The Corner

Hidden Law Cont’d

I’ve gotten a lot of grief from readers about this post, most of them picking on the reader-email I posted. Some of the criticisms have merit. Yes, the email I posted was awfully glib, which I thought was obvious enough that I didn’t have to take a red pen to some of the overstatements.

But I think there’s a more interesting criticism about my ode to the rough justice of yore. Several readers note the fact that some culture norms enforced outside the law in the past were downright evil. For instance this reader brings up Emmet Till:

Some of the cultural norms that were enforced by group action and explicitly (or tacitly) endorsed by the authorities were admirable, just as some were reprehensible.  I won’t claim the cultural changes that occurred in the 1960′s were all good but I would remind folks of the evil that also existed.  On net, I believe society is better off because of the battles fought in the legal system even though in fighting evil some good was lost. 

When folks express unbridled nostalgia for those days of locally enforced norms they give the appearance of endorsing both the good and the bad norms of those days.  Since part of the bad was racism, unqualified enthusiasm for those days gives the appearance of endorsing racism.  For a significant part of the population those were not the good old days.   

Thanks,

Let me just say I agree with this entirely.  It seems I will have to spend the rest of my life saying something like “except for racism” whenever I talk about federalism, hidden law, civil society etc. It’s annoying not least because I would like to think that my position on racism and civil rights  is well-enough known that I shouldn’t have to offer such assurances so often. It’s also annoying because it often seems as if only conservatives have to own their history (even when it’s not their history), while being a liberal means never having to say you’re sorry (gosh someone should write a book about that).

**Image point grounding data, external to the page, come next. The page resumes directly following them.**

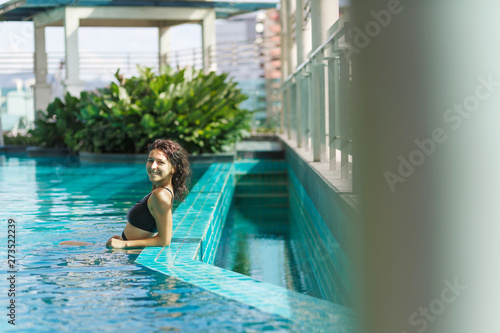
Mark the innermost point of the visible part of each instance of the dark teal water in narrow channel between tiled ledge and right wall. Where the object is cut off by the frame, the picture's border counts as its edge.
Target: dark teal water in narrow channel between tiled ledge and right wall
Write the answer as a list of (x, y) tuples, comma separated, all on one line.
[(256, 240)]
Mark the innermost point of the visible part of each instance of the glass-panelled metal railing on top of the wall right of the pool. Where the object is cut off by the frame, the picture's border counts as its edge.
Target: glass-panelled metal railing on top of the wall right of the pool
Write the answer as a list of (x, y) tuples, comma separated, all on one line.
[(316, 102)]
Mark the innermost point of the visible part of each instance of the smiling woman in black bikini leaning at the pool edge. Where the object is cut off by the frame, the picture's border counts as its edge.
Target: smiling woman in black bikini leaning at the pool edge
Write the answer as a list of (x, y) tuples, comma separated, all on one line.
[(150, 220)]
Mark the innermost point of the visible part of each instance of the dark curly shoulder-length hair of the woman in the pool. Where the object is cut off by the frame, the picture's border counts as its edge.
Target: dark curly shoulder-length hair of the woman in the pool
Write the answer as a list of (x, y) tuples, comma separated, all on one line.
[(178, 157)]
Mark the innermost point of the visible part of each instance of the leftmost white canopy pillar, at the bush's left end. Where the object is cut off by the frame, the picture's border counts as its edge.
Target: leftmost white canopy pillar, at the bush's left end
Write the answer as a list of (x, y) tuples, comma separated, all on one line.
[(42, 90)]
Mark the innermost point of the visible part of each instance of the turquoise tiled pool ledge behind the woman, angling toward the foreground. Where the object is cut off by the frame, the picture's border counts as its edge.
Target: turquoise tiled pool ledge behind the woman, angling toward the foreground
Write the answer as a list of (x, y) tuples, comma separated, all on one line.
[(198, 222)]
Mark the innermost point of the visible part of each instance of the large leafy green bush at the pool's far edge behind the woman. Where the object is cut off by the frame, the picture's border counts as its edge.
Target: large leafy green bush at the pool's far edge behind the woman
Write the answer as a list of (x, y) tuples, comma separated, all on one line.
[(200, 111)]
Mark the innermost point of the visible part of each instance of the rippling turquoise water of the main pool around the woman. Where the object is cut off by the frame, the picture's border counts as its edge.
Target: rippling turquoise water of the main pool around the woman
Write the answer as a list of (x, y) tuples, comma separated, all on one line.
[(88, 289)]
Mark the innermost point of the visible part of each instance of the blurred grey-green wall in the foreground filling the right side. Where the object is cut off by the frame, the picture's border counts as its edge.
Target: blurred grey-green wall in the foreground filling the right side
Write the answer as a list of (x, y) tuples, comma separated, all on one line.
[(426, 78)]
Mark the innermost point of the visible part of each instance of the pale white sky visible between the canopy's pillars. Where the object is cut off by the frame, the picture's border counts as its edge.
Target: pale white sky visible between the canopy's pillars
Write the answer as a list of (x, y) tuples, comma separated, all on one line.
[(18, 37)]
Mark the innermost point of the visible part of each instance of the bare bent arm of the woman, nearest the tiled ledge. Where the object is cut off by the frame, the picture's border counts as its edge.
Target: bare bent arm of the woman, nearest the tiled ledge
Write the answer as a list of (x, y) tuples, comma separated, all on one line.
[(161, 208)]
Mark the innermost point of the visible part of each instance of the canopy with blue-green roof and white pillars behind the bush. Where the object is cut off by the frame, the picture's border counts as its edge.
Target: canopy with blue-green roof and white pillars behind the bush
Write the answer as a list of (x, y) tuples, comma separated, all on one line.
[(72, 14)]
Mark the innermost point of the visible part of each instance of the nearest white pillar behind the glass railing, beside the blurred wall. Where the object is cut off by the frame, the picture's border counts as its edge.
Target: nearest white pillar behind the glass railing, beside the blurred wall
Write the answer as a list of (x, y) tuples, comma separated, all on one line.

Back to the subject at hand. Hidden law is not the answer to everything. Sometimes the state or decent men outside the state (and women too!) must break cultural norms and traditions, either because those traditions have outlived their utility, are no longer relevant or have become perverted into something indefensible. But to argue that  cultural norms can be bad is not an argument for saying we should have no cultural norms, just as saying the state is sometimes evil is not an argument for saying we should have no state. Serious people understand that circumstances can differ, context matters and that while X may be bathwater Y is in fact a baby.

I’m happy and grateful for the civil rights triumphs of the 1960s, and if one price of the civil rights revolution is that the friends and former fellow Marines of a fallen soldier can’t beat the crap out of someone who desecrates his funeral, well I think we as a society were right to pay that price. But that doesn’t mean we have to celebrate what was lost.